Re-Rooting the Uprooted. Raising a Muslim in Canada is an inside look at the Moroccan Muslim community in Quebec. The book answers the question of how Muslim values are transmitted from one generation to another in multicultural Canada. The author explores the choices and the strategies available for parents in the Moroccan community as they struggle to reconcile their children’s Muslim identity with a multicultural context.
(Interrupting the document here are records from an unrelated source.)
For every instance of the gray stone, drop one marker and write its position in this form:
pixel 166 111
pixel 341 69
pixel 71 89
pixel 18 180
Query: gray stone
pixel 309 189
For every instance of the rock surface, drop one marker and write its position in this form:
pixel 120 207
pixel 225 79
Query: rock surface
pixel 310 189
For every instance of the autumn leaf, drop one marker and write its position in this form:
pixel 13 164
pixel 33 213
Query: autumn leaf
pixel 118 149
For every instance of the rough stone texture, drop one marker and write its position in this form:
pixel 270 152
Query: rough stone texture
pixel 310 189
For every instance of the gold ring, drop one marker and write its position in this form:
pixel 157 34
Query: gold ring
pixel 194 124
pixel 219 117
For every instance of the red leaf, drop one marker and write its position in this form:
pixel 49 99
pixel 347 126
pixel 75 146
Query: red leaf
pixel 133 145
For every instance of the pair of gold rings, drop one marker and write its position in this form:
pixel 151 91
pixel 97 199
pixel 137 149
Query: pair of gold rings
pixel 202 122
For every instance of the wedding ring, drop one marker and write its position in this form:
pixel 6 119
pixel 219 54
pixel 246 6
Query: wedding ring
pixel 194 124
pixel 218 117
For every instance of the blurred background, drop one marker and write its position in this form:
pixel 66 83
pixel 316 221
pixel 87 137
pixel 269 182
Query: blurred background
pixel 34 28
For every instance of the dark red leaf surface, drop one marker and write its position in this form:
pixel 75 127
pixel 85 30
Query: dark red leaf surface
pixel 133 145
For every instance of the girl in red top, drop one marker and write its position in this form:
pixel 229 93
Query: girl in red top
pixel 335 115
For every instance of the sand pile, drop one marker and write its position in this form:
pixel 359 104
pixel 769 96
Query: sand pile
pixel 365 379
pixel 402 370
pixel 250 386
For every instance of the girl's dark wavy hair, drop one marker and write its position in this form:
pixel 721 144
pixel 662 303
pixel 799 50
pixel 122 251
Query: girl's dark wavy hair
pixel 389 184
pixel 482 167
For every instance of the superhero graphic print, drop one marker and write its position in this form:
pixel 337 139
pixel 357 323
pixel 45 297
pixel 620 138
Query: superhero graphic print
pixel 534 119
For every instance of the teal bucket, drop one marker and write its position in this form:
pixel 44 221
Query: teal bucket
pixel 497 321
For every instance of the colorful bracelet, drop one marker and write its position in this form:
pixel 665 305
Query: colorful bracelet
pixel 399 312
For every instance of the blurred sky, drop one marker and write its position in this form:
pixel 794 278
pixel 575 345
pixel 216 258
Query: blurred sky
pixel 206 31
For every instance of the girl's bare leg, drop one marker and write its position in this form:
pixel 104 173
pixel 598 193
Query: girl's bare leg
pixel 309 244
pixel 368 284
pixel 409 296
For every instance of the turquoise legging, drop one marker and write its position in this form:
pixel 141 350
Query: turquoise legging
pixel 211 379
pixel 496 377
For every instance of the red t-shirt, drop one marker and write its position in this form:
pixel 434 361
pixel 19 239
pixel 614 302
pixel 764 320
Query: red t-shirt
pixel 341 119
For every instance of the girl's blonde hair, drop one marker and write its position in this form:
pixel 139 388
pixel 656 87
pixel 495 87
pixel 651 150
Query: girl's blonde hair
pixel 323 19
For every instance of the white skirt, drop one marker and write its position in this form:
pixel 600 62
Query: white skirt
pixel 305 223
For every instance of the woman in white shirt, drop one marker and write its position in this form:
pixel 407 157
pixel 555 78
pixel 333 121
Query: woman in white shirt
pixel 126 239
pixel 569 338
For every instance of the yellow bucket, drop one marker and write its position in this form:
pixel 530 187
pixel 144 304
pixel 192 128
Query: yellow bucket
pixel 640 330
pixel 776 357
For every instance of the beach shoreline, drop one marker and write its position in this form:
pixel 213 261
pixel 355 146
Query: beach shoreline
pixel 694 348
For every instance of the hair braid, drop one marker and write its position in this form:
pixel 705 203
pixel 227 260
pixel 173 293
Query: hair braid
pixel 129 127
The book offers a valuable window into a community that has –so far– been inaccessible. The information included in the book will undoubtly help researchers, policy makers, and social workers design support programs which will help Muslim families settle into the Canadian multicultural context.           

 

 

     
                

          Abdelfettah Elkchirid, a social worker by practice and assistant professor with Laurier’s Faculty of Social Work, has been recognized for his contributions to strengthen the community by helping refugees.
          In recognition of his work, he was presented with an Award of Distinction by World Refugee Day of Waterloo Region
.

Laurier Inspiring Lives (https://www.wlu.ca/news/spotlights/2018/june/laurier-social-work-professor-recognized-for-making-a-difference-in-local-refugee-community.html)

 

                                                                                                    
 
         Abdelfettah Elkchirid
joined Wilfrid Laurier University in 2015. He holds a Ph.D. in Social Work from the Université de Montréal. His doctoral research focuses on child rearing practices and the transmission of cultural and religious values to children of Moroccan families in Quebec. Abdelfettah joined Ottawa University in 2010 as a part-time professor and Carleton University in 2011 as a term instructor. His teaching experience and interests include structural approach to social work in direct practice and international social work; social work practice with individuals, groups and families; social work with involuntarily-assisted individuals; social work with groups; and cultural diversity.                               
        
As a clinical social worker in private practice for the last six years, Abdelfettah Elkchirid worked with immigrants, refugees and families, providing psychosocial evaluations in access and custody cases. He was also recognized as an expert witness in child access and custody matters by Hudson Vicinage Family Division in New Jersey and by Youth Courts in Montreal and Longueil.                                                                                                    As a clinical social worker with the Cultural Adjustment and Trauma Services (CATS) at the International Institute of New Jersey, Abdelfettah Elkchirid was trained in and applied trauma focused cognitive behavioral therapy with trauma victims. He was often solicited as a guest lecturer by numerous universities such as Saint Peter’s College, Princeton Theological Seminary and Monmouth University in New Jersey, as well as New York University where he offered presentations on the topics of social work and trauma work with ethnic minorities.